Professor Stephen Olbrys Gencarella
Thursday, February 24
Distiguished Alumni Rm., IMU
“Cruelty”" is a concept that often goes unexamined; when it is used, it almost invariably carries a negative valence. This understanding of cruelty demonstrates the influence of both liberalism (for which, as Richard Rorty and others have noted, cruelty is the worst thing humans do to one another) and Kenneth Burke, who promoted an "essentially humane" mode of criticism that encourages people to picture disagreeable others "not as vicious, but mistaken." When critics habitually align cruelty with viciousness and inhumanity, however, they overlook potentially positive dimensions of cruelty that have been more productively explored by theater and performance scholars.
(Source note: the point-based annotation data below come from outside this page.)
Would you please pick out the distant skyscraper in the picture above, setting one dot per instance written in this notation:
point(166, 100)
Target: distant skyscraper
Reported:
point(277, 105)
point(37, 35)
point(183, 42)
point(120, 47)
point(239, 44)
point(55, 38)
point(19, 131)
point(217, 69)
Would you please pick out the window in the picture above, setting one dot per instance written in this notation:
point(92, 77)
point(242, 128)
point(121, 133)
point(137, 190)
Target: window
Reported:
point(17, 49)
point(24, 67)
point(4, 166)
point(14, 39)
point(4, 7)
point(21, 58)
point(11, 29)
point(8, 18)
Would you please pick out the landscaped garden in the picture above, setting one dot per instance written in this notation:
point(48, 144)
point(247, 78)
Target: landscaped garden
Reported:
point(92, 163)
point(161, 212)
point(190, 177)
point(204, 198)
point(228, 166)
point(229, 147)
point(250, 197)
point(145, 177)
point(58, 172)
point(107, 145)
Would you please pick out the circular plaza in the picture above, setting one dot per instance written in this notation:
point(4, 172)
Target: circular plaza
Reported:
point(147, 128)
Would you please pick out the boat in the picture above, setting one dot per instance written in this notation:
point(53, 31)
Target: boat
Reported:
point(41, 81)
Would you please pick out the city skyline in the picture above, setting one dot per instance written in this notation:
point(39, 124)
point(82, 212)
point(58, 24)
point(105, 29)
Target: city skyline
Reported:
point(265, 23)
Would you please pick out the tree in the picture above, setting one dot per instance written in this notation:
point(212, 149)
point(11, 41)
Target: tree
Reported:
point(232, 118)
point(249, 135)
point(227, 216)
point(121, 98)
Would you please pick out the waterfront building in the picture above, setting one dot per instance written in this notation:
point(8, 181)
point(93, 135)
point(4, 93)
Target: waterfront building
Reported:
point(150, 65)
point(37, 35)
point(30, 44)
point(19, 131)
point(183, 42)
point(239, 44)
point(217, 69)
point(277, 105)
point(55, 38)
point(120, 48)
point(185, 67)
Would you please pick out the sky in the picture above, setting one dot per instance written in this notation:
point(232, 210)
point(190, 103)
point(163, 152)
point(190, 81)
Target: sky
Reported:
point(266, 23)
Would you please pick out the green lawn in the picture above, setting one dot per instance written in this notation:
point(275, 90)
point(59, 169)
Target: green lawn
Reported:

This presentation will offer a case for the latter type of cruelty—characterized as aa “cruelty of affirmation,” by treating seriously the role of a critic as a social physician whose rhetorical expression operates as what the ancient Greeks called a pharmakon, a poison-medicine.
Professor Gencarella teaches rhetoric at the University of Massachusetts. He earned his Ph.D. in Folklore and Communication and Culture at Indiana University. His presentation is sponsored by the Department of Communication and Culture and the Robert Gunderson Forum in Rhetoric and Public Culture. The Public is Welcome.